Just ask a marathon runner.
On April 21, a record number of spectators (including me!) watched the 118th running of the Boston Marathon, one year after the Boston Marathon attacks. Guess what the biggest story of the day was: not the grueling 26.2 mile run, not the terrorists, but the supportive environment built by the spectators, fellow runners, and Massachusetts community.
Even many of the elite athletes, individuals who run in several marathons a year, attributed their notable finish times to the support of fellow runners and spectators and team-like atmosphere.
Why Teams Matter
I started thinking about what we know at Cleaver about the power of teams in helping individuals achieve their goals. Some individuals we work with can achieve all they set out to, and sometimes even more, simply by committing to the process and working hard with the ongoing support of their coach.
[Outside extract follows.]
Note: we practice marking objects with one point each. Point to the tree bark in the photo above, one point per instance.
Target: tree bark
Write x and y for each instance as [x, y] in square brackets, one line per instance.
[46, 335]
But for the majority of people, commitment, hard work and a great coach is not enough. Creating a support structure, even for something as personal as individual development, can often be the one thing that ensures that someone is successful in achieving their stated targets and ultimately, greater professional and personal success.
In our work with individuals in a coaching relationship, we are continually reminded of how impactful the added team component can be. Coaches will be the consistent presence, keeping people on track, suggesting alternative approaches when something isn’t working, and providing ongoing expertise and encouragement.
But the team component reinforces two of the most important factors that contribute to successful personal development: support and accountability. When any of us set out to do something challenging, we typically jump at the opportunity to connect with and learn from someone who has had the same experience. And having to then keep that person updated on how we are doing in pursuit of our goals is often incredibly motivational.
We Bring Our Own Meaning To the Idea of “Teams”
What we also know, as do marathon runners, is that what we mean by a team can vary greatly by the individual and situation. A runner can get to the starting line because of a training group that ran together through a grueling winter, and that same runner who decides to walk after 23 miles can begin to run again because of something as simple as heartfelt words of encouragement from a complete stranger.
While we encourage companies we work with to consider adopting a team-based model for development if possible, if a formal structure is not in place, people often create their own teams, even with a single partner, to provide the much-needed support they need to achieve their goals.
The bottom line is whether your team is formalized amongst your office peers or organically formed by your running buddies, you can never underestimate the power of teams in driving your goals to success.